Over and over again, I was told by speakers that an unfortunate side effect of looking at a whole genome is that there are so many things to look at–as all good statisticians know, we brush our teeth twice a day, floss once, and always correct for multiple comparisons. This correction (requiring more stringent thresholds in a genome-wide study than in a targeted study) is our “burden”.
This rather Puritanical point of view (which has always been a bit odd ) has one important upside: it encourages stringent thresholds for calling a “true” association. For example, in GWAS, the heuristic P-value threshold of 5×10^-8 has proved incredibly useful for avoiding follow-up work on false positives.
However, this point of view also has one important downside: it implicitly suggests that the multiple testing “burden” can be “lifted” simply by looking at fewer things! But this makes no sense: taken to the logical extreme, it suggests that a reasonable study design would be to only consider rs78704525 (to randomly choose a SNP) in all future studies. So much burden gone!
So I’d like to replace the idea of the “multiple testing burden” in genomics with something a bit more upbeat. Perhaps a “multiple testing party”. As in: “we collected 1,000 phenotypes and 1,000,000 genotypes on all study participants. Naturally, this required throwing a multiple testing party”. The more the merrier! 
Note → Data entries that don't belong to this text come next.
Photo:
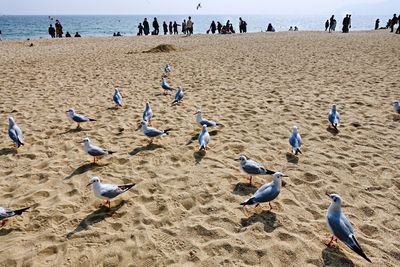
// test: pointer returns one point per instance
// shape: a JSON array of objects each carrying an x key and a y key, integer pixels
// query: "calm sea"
[{"x": 22, "y": 27}]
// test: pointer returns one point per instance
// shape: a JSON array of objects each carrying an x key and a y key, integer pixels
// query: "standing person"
[
  {"x": 165, "y": 28},
  {"x": 146, "y": 27},
  {"x": 189, "y": 26},
  {"x": 52, "y": 31},
  {"x": 156, "y": 26}
]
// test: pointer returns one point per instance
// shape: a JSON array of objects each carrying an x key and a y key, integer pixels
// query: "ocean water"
[{"x": 34, "y": 27}]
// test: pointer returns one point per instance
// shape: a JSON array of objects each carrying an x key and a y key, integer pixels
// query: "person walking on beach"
[
  {"x": 52, "y": 31},
  {"x": 156, "y": 26}
]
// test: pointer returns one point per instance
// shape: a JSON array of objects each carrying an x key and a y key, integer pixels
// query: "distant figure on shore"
[
  {"x": 59, "y": 31},
  {"x": 189, "y": 26},
  {"x": 156, "y": 26},
  {"x": 165, "y": 28},
  {"x": 52, "y": 31},
  {"x": 146, "y": 27}
]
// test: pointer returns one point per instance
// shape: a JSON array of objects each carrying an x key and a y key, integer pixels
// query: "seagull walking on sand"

 As has been pointed out, for example, by one of the first successful genome-wide association studies [WTCCC 2007]:
Classical multiple testing theory in statistics is concerned with the problem of ‘multiple tests’ of a single ‘global’ null hypothesis. This, we would argue, is a problem far removed from that which faces us in genome-wide association studies, where we face the problem of testing ‘multiple hypotheses’ (for a particular disease, one hypothesis for each SNP, or region of correlated SNPs, in the genome) and we thus do not subscribe to the view that one should correct significance levels for the number of tests performed to obtain ‘genome-wide significance levels’.
 More seriously, by simultaneously looking at millions of genetic variants and thousands of phenotypes, one can identify systematic biases in the data and potentially correct for them (c.f. Leek et al. 2010), and in principle learn what proportion of variants influence each trait (c.f. Storey 2001). This is not a “burden”, it is actually a huge advantage.